Een korte schets van de feiten. Y1, Y2 en Y3 verrichtten administratieve en fiscale werkzaamheden voor klagers. De familie van X3 was geen cliënt van de organisatie waar Y1, Y2 en Y 3 werkzaam waren. Een voor een zetten de familieleden de relatie met hun accountant stop, en werden cliënt van de betrokken accountantsorganisatie waar Y1, Y2 en Y3 werkzaam waren. X3 vermoedde na verloop van tijd dat een van de familieleden (de broer) samen met de voormalig accountant geld van zijn BV’s (X1 en X2) had onttrokken via gefingeerde facturen.
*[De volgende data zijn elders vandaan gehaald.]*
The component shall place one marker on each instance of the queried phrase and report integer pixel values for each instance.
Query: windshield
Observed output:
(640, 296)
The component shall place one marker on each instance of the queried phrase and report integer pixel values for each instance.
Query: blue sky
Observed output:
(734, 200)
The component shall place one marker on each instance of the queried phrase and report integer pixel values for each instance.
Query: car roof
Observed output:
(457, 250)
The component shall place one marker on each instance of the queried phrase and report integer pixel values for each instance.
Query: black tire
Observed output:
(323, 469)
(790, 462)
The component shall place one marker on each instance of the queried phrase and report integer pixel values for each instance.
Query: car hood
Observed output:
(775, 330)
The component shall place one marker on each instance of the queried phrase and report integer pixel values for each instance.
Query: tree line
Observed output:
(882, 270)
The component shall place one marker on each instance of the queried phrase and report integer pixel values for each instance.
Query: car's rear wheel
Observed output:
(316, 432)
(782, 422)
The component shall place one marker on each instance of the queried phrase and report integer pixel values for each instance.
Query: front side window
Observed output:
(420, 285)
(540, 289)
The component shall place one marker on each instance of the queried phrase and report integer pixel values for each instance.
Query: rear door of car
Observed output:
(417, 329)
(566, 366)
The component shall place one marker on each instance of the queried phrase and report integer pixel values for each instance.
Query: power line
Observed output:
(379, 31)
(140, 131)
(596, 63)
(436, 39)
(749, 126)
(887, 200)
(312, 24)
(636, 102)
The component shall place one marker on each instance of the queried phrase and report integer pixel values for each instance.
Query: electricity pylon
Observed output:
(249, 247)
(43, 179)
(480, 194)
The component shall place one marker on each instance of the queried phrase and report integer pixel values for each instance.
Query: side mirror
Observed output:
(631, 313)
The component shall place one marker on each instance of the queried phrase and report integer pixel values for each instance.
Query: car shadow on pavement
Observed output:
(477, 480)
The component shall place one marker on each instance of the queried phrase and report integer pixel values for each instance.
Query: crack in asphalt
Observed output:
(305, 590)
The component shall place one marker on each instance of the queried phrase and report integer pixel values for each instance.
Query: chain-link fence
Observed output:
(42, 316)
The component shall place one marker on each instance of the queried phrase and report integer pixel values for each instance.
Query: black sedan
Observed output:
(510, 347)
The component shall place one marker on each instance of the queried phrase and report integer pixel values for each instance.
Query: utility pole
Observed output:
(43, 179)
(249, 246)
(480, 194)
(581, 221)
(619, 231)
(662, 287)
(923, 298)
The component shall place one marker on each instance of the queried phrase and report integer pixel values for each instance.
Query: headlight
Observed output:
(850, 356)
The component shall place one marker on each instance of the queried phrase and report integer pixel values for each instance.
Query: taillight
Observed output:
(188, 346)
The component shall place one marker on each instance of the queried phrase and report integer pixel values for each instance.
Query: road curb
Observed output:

De klacht van de klagers valt uiteen in een aantal onderdelen, waarvan er in deze samenvatting enkele worden besproken.

Een aantal klachtonderdelen ziet op de cliëntacceptatie door (het kantoor van) betrokkenen. De Accountantskamer stelt in dit verband voorop dat, in het licht van de omstandigheid dat een derde klaagt over een accountant-cliënt-relatie, daaronder begrepen de acceptatie van een cliënt door een accountant, aan de stelling van die derde dat de accountant de betreffende cliënt niet heeft mogen accepteren, zekere eisen gesteld dienen te worden gesteld. De Accountantskamer oordeelt dat niet aannemelijk geworden is dat betrokkenen Y2 en Y3 al een zodanige opdracht van de betreffende cliënt -de broer van klager X3- in uitvoering hadden, dat zij hun naleving van de in de voormelde fundamentele beginselen geweld aandeden door cliënt te accepteren.
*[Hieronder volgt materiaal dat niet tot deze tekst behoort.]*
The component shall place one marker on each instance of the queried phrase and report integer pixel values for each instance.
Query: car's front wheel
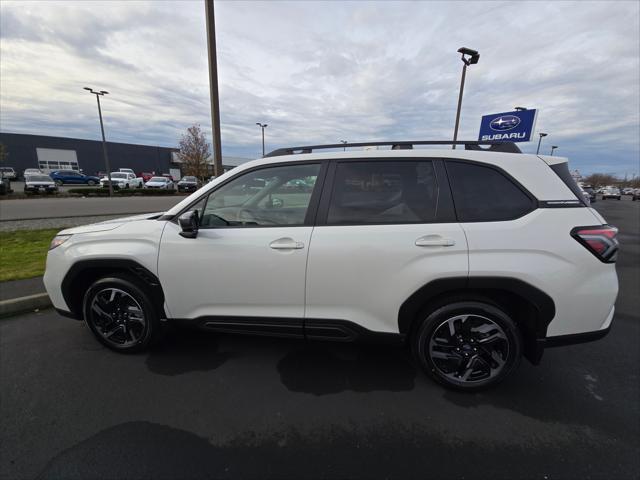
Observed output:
(121, 314)
(467, 345)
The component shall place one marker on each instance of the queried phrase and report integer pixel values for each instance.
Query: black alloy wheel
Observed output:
(468, 345)
(121, 315)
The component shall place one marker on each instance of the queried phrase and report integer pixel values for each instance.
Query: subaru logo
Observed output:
(505, 122)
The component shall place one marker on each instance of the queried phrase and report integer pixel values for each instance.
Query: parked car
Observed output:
(8, 172)
(474, 288)
(590, 192)
(39, 183)
(62, 177)
(611, 192)
(159, 182)
(145, 176)
(188, 184)
(32, 171)
(122, 180)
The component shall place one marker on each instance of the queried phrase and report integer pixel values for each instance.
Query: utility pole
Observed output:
(213, 87)
(104, 142)
(471, 58)
(262, 126)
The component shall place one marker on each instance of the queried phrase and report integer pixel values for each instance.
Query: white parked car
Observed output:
(160, 182)
(611, 192)
(399, 245)
(122, 180)
(39, 183)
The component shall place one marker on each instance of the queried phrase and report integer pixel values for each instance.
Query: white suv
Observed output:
(473, 258)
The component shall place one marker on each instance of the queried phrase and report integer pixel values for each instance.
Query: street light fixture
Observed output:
(540, 141)
(104, 142)
(469, 57)
(262, 126)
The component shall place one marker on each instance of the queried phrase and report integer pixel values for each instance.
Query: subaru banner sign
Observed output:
(508, 126)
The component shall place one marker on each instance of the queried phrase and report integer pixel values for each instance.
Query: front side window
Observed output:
(273, 196)
(484, 194)
(384, 192)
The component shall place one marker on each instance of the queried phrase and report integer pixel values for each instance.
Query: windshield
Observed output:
(39, 178)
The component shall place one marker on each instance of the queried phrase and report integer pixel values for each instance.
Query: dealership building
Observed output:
(61, 153)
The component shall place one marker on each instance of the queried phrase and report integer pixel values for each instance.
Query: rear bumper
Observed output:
(572, 339)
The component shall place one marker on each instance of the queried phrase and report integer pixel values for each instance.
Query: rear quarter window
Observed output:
(485, 194)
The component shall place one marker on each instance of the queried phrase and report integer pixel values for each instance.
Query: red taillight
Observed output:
(600, 240)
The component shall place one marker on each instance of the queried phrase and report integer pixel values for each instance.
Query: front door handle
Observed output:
(286, 243)
(435, 241)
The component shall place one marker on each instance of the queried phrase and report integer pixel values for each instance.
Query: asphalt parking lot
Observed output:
(216, 406)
Andere klachtonderdelen hebben voorts deels betrekking op de cliëntcontinuatie. Wat betreft betrokkenen Y2 en Y3 geldt dat niet aannemelijk is geworden dat zij gesubstantieerde wetenschap hadden van een benadeling van haar (vennootschap) door de cliënt. Voor wat betreft betrokkene Y1 geldt hetzelfde. Het enkele feit dat betrokkene reeds eerder door een van de klagers is geïnformeerd over het geuite vermoeden van benadeling door de cliënt, levert niet al zo’n gesubstantieerde wetenschap op. Het staat vast dat betrokkenen over dat vermoeden van benadeling pas later wisten en dat tijdens de daadwerkelijke bespreking van de vermeende benadeling met de drie betrokkenen werd afgesproken dat het vermoeden zou worden onderzocht.

Betrokkenen wordt voorts verweten te hebben nagelaten de door hen geconstateerde handelingen te melden. Klagers hebben dit deel van het verwijt evenwel niet toegelicht of onderbouwd zodat onhelder is gebleven wat zij bedoelen met ‘geconstateerde handelingen’ en met ‘melden’.

Tot slot verwijten klagers betrokkenen dat zij in het licht van de vermeende benadeling daartegen niets hebben ondernomen en niet hebben opgetreden. Gezien het (late) moment van wetenschap van benadeling is er geen grond voor een verwijt dat betrokkenen hadden moeten optreden. Ook dit klachtonderdeel is volgens de Accountantskamer ongegrond.